Nothing wrong with that goal on its face, but the question is, at what cost?

------
tokenadult
I was just reading _On Food and Cooking: The Science and Lore of the Kitchen_
by Harold McGee, and that reminded me how recent the presence of Old World
honeybees ( _Apis mellifera_ ) is in the New World.

[http://animaldiversity.ummz.umich.edu/accounts/Apis_mellifer...](http://animaldiversity.ummz.umich.edu/accounts/Apis_mellifera/)
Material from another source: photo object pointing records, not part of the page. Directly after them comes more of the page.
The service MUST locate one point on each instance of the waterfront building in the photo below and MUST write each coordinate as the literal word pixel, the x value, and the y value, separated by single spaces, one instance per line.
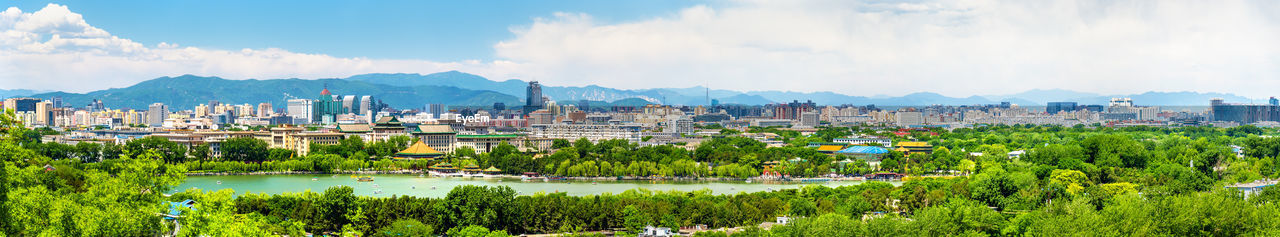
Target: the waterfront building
pixel 419 150
pixel 1054 108
pixel 914 146
pixel 439 136
pixel 301 142
pixel 882 141
pixel 1243 113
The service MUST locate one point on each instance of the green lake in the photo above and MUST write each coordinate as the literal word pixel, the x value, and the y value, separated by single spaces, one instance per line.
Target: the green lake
pixel 410 185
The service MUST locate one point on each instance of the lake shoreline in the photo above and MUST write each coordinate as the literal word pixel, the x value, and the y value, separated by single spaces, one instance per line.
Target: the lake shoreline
pixel 557 178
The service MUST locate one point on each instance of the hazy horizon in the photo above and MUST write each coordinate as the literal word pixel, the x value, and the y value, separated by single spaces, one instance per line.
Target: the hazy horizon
pixel 851 48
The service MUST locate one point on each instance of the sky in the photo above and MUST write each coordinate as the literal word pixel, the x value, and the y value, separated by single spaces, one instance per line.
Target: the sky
pixel 955 48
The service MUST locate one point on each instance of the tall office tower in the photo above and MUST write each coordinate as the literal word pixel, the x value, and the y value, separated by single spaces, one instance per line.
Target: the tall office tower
pixel 45 113
pixel 368 105
pixel 156 113
pixel 21 104
pixel 264 109
pixel 435 109
pixel 534 98
pixel 213 106
pixel 1120 101
pixel 300 109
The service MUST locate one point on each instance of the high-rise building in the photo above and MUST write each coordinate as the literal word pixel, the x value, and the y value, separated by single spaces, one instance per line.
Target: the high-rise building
pixel 809 119
pixel 680 124
pixel 1054 108
pixel 435 109
pixel 909 118
pixel 534 98
pixel 1120 101
pixel 327 108
pixel 300 109
pixel 350 104
pixel 213 106
pixel 264 109
pixel 1242 113
pixel 201 110
pixel 368 105
pixel 156 113
pixel 96 105
pixel 45 113
pixel 21 104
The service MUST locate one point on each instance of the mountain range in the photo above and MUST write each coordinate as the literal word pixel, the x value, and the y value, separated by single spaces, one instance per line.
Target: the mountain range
pixel 408 91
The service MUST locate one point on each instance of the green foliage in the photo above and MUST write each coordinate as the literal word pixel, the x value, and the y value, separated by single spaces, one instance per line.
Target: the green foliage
pixel 243 149
pixel 405 227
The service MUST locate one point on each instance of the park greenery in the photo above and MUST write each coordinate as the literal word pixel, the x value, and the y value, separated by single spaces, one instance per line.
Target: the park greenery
pixel 1072 181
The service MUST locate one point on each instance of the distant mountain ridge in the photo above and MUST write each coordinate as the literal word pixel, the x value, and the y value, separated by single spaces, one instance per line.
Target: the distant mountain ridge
pixel 698 95
pixel 187 91
pixel 411 91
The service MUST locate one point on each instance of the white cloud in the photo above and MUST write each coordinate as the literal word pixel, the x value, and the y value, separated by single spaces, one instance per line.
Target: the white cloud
pixel 955 48
pixel 892 48
pixel 55 49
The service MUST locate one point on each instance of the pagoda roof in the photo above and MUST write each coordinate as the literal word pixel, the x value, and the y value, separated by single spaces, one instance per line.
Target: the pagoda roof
pixel 434 128
pixel 388 121
pixel 419 149
pixel 355 127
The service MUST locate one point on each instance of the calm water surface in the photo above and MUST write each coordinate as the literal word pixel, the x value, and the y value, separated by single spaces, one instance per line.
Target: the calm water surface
pixel 411 185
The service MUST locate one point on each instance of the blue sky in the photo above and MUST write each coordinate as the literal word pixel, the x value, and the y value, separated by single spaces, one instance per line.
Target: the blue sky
pixel 848 46
pixel 443 31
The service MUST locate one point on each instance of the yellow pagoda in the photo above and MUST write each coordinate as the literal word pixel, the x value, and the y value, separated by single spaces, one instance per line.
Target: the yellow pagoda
pixel 419 151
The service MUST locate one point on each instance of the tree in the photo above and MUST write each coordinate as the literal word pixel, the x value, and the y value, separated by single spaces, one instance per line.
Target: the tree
pixel 279 154
pixel 405 227
pixel 560 144
pixel 245 149
pixel 169 151
pixel 201 153
pixel 337 208
pixel 1072 181
pixel 634 219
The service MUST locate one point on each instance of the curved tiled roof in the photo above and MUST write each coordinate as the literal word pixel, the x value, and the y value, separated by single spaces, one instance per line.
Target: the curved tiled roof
pixel 864 150
pixel 419 149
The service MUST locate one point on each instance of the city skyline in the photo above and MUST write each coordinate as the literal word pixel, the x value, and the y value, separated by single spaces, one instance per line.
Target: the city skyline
pixel 853 49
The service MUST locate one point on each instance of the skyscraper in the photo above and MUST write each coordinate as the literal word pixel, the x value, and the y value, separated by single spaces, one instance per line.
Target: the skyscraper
pixel 534 98
pixel 21 104
pixel 156 113
pixel 301 110
pixel 44 113
pixel 435 109
pixel 264 109
pixel 213 106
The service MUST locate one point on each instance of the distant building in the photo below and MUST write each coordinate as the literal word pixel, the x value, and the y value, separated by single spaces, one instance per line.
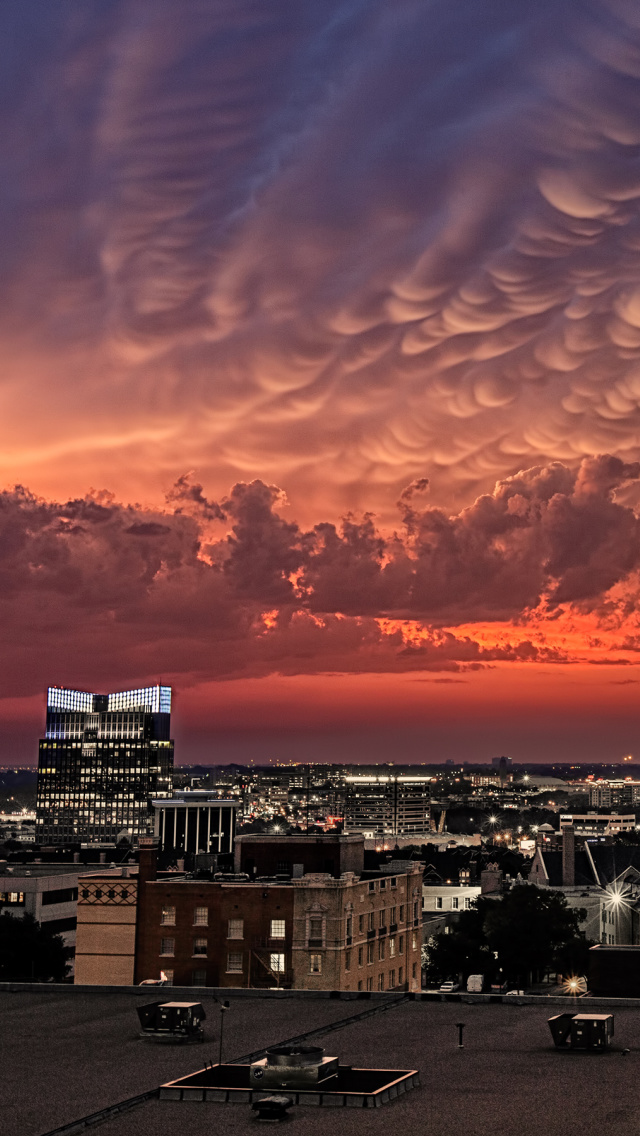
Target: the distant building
pixel 47 892
pixel 601 879
pixel 297 854
pixel 388 804
pixel 102 758
pixel 614 794
pixel 318 932
pixel 194 821
pixel 592 824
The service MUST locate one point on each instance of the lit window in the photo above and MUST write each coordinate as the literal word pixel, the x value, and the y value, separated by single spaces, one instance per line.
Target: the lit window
pixel 315 930
pixel 235 928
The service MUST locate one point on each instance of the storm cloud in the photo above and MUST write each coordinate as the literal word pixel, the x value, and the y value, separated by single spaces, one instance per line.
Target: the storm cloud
pixel 265 240
pixel 233 589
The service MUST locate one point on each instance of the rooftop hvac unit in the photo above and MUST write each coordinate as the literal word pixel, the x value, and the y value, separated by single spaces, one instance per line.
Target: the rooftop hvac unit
pixel 177 1021
pixel 582 1030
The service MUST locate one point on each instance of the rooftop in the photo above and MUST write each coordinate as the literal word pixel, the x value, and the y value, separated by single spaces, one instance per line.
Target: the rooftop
pixel 82 1051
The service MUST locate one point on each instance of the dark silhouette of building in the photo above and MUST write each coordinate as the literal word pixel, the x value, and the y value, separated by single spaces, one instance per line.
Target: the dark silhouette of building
pixel 102 758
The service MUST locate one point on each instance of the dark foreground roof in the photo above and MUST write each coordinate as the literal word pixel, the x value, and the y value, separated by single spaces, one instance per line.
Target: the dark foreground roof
pixel 67 1055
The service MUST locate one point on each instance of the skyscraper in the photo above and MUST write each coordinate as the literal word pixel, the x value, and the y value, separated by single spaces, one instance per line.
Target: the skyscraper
pixel 102 758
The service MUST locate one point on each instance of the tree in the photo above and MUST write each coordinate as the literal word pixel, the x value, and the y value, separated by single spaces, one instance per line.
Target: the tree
pixel 522 934
pixel 528 927
pixel 31 952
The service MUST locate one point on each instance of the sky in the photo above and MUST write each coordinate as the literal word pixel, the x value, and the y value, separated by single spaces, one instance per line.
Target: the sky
pixel 320 373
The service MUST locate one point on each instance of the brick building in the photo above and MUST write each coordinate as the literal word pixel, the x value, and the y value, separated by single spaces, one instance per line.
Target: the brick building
pixel 315 932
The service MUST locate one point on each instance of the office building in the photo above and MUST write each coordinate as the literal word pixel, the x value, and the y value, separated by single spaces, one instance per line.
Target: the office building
pixel 388 804
pixel 102 758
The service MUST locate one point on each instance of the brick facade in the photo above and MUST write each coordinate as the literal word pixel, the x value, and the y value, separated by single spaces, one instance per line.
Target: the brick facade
pixel 315 933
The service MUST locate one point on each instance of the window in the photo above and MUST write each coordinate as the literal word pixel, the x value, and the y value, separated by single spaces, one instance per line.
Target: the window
pixel 235 928
pixel 315 930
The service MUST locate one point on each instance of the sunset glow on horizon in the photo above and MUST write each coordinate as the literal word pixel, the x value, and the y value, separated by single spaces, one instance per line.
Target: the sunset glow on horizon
pixel 321 373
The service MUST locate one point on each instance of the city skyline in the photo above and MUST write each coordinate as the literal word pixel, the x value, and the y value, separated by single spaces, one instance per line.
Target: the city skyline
pixel 321 395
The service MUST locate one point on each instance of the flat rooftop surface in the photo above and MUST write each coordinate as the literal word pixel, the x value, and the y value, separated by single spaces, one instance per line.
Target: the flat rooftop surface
pixel 67 1055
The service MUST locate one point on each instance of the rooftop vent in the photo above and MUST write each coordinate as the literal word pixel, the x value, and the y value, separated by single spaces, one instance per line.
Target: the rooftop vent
pixel 292 1067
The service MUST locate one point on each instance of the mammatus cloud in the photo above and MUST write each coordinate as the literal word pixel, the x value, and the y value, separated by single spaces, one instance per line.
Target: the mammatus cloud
pixel 256 237
pixel 207 590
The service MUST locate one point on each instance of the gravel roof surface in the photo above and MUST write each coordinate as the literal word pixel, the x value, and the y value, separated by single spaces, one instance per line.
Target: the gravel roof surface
pixel 507 1080
pixel 65 1055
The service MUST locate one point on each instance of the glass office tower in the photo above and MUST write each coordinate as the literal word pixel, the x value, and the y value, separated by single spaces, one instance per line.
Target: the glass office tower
pixel 102 758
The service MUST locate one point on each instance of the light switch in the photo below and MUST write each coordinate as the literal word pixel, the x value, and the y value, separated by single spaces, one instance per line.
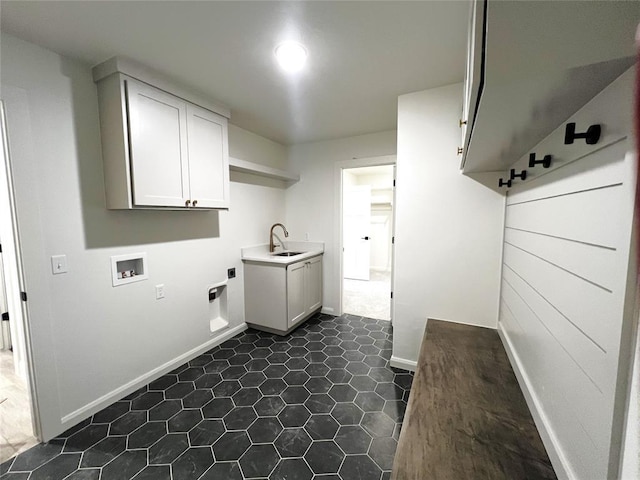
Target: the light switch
pixel 59 264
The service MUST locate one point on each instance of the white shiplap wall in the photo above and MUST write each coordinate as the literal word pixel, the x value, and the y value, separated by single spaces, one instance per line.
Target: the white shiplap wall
pixel 565 286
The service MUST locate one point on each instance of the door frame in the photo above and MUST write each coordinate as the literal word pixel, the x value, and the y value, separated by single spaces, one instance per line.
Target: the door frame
pixel 16 252
pixel 338 225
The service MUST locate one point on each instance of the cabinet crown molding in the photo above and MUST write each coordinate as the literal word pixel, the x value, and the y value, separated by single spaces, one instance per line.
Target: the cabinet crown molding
pixel 152 77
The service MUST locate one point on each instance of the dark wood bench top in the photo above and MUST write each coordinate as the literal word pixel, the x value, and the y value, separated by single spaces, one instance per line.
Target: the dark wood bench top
pixel 466 416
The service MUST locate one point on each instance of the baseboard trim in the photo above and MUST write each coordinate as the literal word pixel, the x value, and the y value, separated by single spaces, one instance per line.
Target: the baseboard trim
pixel 549 439
pixel 403 363
pixel 82 413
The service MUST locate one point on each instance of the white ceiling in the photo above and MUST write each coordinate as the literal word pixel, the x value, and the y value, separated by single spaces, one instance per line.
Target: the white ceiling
pixel 362 54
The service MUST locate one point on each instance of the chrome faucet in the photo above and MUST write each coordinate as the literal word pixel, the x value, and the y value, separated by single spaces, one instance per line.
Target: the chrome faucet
pixel 272 246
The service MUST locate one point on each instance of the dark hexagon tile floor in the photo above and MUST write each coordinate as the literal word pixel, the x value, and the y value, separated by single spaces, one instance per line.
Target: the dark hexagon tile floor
pixel 321 403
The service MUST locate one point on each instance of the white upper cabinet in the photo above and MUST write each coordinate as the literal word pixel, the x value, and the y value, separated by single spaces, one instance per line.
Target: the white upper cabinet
pixel 533 64
pixel 159 150
pixel 208 158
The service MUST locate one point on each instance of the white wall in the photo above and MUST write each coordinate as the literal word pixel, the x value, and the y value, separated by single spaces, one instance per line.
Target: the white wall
pixel 448 226
pixel 311 203
pixel 568 291
pixel 91 339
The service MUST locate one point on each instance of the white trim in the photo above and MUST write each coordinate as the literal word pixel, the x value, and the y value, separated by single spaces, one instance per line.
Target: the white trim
pixel 238 165
pixel 403 363
pixel 77 416
pixel 337 175
pixel 152 77
pixel 558 459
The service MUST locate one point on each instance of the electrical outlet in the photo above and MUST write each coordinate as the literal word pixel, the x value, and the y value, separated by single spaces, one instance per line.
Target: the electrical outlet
pixel 59 264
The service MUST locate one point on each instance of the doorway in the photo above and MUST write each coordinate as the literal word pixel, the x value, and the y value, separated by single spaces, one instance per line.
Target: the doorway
pixel 367 240
pixel 17 432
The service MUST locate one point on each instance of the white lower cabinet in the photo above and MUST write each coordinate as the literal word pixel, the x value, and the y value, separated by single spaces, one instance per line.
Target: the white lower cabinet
pixel 279 297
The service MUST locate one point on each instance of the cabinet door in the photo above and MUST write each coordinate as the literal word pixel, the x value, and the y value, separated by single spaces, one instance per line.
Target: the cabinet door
pixel 208 158
pixel 313 284
pixel 158 146
pixel 296 306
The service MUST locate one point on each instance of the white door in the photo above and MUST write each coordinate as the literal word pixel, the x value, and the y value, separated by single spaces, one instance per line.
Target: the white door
pixel 159 160
pixel 313 284
pixel 393 245
pixel 356 231
pixel 208 158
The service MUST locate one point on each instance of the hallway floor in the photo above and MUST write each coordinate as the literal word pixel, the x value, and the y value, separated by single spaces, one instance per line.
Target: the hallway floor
pixel 370 298
pixel 16 433
pixel 321 403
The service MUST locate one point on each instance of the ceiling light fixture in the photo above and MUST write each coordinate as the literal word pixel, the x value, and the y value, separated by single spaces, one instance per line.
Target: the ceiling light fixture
pixel 291 56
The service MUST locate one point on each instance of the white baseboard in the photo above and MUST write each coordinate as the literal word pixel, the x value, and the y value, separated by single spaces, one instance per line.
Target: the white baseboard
pixel 549 439
pixel 82 413
pixel 403 363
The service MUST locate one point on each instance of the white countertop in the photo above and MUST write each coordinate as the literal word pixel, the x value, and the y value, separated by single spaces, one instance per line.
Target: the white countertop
pixel 261 254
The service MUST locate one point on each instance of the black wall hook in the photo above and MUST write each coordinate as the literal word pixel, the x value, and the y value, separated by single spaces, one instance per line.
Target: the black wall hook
pixel 591 136
pixel 545 162
pixel 522 175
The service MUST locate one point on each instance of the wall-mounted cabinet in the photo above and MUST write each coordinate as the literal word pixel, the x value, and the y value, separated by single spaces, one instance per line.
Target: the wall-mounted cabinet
pixel 531 66
pixel 159 150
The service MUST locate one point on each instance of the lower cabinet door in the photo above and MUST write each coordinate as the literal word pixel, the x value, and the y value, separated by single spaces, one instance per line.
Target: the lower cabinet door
pixel 296 310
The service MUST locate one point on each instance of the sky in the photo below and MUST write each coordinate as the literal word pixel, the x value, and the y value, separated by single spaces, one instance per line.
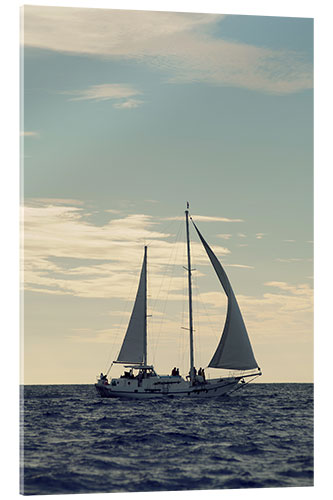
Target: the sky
pixel 128 115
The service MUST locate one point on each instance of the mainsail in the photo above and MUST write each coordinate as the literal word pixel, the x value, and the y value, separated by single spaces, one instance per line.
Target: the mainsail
pixel 134 348
pixel 234 351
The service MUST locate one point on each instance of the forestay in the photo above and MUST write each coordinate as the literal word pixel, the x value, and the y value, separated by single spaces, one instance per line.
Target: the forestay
pixel 234 351
pixel 133 349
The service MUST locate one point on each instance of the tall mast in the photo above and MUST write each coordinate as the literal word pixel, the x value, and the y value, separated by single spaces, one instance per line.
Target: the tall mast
pixel 145 310
pixel 189 293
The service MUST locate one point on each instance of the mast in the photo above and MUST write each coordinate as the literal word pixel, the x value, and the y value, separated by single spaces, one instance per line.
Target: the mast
pixel 189 293
pixel 145 311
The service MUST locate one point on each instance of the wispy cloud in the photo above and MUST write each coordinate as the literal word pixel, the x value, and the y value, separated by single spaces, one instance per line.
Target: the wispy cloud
pixel 293 259
pixel 224 236
pixel 184 46
pixel 242 266
pixel 26 133
pixel 121 93
pixel 66 253
pixel 208 218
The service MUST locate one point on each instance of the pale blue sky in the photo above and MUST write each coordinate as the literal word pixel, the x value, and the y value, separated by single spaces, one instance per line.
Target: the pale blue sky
pixel 218 111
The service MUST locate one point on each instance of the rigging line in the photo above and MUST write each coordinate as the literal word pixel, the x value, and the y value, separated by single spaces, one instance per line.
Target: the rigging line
pixel 124 313
pixel 173 256
pixel 181 337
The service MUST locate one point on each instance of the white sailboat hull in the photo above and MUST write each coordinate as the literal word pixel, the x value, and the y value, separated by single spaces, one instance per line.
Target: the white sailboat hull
pixel 165 387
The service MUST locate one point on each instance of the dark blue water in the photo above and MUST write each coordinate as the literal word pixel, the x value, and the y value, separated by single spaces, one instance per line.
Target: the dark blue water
pixel 76 442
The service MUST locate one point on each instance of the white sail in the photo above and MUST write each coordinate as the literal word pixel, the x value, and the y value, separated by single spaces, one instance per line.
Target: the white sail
pixel 134 346
pixel 234 351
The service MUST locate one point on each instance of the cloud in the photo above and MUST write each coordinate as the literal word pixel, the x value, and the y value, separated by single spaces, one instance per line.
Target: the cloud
pixel 26 133
pixel 65 253
pixel 224 236
pixel 207 218
pixel 181 45
pixel 243 266
pixel 293 259
pixel 121 93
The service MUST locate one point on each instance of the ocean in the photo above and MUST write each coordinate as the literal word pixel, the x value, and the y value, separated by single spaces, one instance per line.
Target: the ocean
pixel 73 441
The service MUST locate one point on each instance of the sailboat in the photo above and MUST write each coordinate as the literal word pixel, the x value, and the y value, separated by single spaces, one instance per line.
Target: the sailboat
pixel 234 351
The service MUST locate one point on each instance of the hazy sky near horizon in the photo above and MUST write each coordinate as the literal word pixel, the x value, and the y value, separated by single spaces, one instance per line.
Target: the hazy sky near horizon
pixel 127 115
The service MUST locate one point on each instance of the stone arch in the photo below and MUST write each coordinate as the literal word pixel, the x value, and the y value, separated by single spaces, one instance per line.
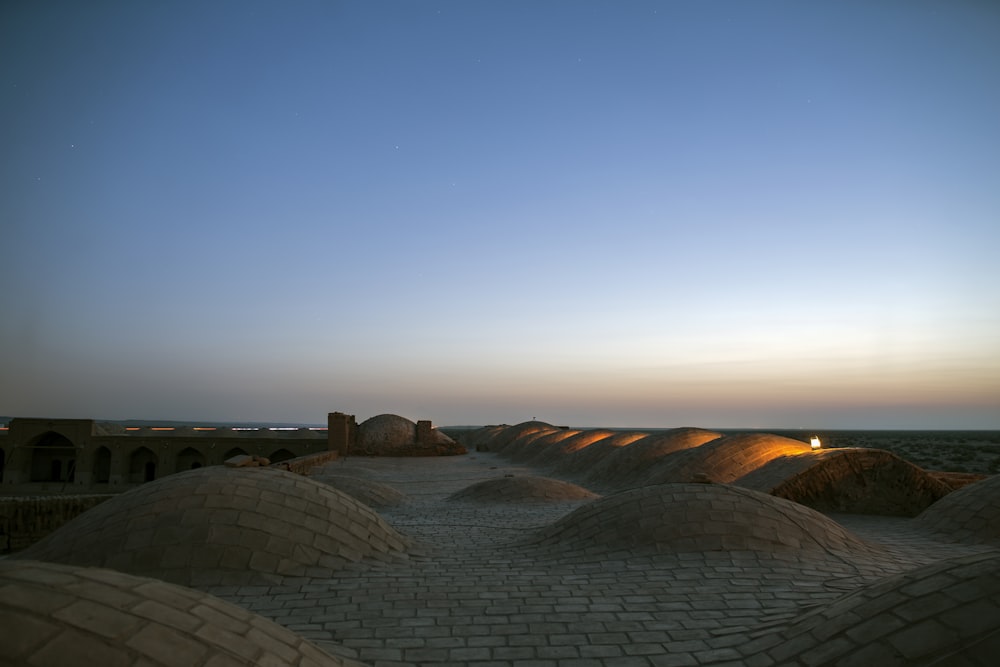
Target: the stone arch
pixel 142 465
pixel 53 458
pixel 280 455
pixel 190 458
pixel 102 465
pixel 235 451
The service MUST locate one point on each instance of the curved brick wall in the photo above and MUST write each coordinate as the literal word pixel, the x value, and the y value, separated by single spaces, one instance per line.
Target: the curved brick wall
pixel 671 518
pixel 63 616
pixel 970 514
pixel 947 613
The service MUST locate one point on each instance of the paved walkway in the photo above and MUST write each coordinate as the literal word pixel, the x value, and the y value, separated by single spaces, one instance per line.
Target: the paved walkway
pixel 477 589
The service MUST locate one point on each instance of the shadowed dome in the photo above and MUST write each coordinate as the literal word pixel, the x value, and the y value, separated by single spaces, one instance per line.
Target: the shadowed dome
pixel 543 446
pixel 671 518
pixel 723 460
pixel 970 514
pixel 854 480
pixel 369 492
pixel 392 435
pixel 946 613
pixel 528 489
pixel 227 526
pixel 60 615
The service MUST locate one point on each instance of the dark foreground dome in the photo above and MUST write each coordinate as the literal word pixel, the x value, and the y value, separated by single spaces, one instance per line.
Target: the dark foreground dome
pixel 223 526
pixel 65 616
pixel 678 518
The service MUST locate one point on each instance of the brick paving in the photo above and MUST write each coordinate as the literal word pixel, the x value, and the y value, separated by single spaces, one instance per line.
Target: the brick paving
pixel 524 584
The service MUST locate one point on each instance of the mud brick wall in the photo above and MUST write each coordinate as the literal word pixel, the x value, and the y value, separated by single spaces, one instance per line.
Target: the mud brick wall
pixel 24 521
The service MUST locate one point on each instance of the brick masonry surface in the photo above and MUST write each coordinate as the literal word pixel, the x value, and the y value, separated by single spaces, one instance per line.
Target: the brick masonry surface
pixel 676 574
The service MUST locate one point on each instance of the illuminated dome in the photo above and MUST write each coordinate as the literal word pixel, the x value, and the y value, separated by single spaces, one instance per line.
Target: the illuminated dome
pixel 65 616
pixel 723 460
pixel 584 460
pixel 853 480
pixel 621 467
pixel 528 489
pixel 223 526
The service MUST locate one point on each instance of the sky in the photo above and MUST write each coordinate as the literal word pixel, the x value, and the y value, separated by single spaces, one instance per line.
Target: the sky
pixel 714 213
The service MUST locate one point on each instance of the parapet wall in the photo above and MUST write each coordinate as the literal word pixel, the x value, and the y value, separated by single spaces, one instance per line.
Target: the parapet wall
pixel 24 521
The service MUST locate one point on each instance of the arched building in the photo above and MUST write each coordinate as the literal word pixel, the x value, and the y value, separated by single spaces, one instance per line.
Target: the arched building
pixel 72 455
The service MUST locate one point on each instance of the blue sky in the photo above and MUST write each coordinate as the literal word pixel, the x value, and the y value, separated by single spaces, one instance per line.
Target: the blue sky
pixel 729 214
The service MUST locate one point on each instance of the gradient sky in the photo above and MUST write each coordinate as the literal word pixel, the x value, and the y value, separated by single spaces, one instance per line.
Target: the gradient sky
pixel 715 213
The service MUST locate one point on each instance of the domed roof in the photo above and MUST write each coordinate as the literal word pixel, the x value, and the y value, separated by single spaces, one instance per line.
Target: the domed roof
pixel 374 494
pixel 223 526
pixel 945 613
pixel 850 479
pixel 526 489
pixel 970 514
pixel 724 459
pixel 60 615
pixel 673 518
pixel 384 433
pixel 622 466
pixel 504 437
pixel 392 435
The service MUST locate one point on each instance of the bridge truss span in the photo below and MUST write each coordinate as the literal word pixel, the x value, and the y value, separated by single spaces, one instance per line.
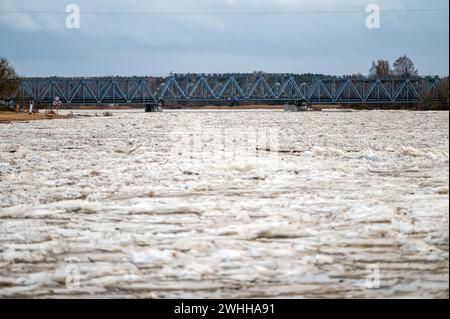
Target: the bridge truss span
pixel 222 87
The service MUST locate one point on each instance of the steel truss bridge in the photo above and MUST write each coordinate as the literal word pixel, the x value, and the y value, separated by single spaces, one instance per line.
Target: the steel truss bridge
pixel 224 87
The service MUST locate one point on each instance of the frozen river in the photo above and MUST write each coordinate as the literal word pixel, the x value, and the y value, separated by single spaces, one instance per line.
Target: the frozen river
pixel 226 204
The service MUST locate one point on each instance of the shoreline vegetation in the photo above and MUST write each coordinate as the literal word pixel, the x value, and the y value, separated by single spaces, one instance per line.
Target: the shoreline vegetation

Those bees were brought here to the United States by European settlers, and
their progress across North America is part of the rather recent historical
record.

It seems prudent to me to check the trade-offs between using different
pesticides and continuing to use those apparently implicated in reduction of
bee numbers recently in the United States. A report I heard on National Public
Radio included comments by companies that distribute the more recent
pesticides that those can be reformulated to reduce risk to bees, which seems
like a sensible thing to do. What was happening to plants and especially food
crops before those pesticides (and, for that matter, before _Apis mellifera_
bees existed in North America) would be well worth considering carefully
before deciding what pattern of regulation to follow. Environmental trade-offs
happen all the time: they have been happening since long before _Homo sapiens_
came on the scene. Perhaps developing new methods of applying the pesticides
most in doubt may be enough to preserve healthy populations of honeybees in
the United States.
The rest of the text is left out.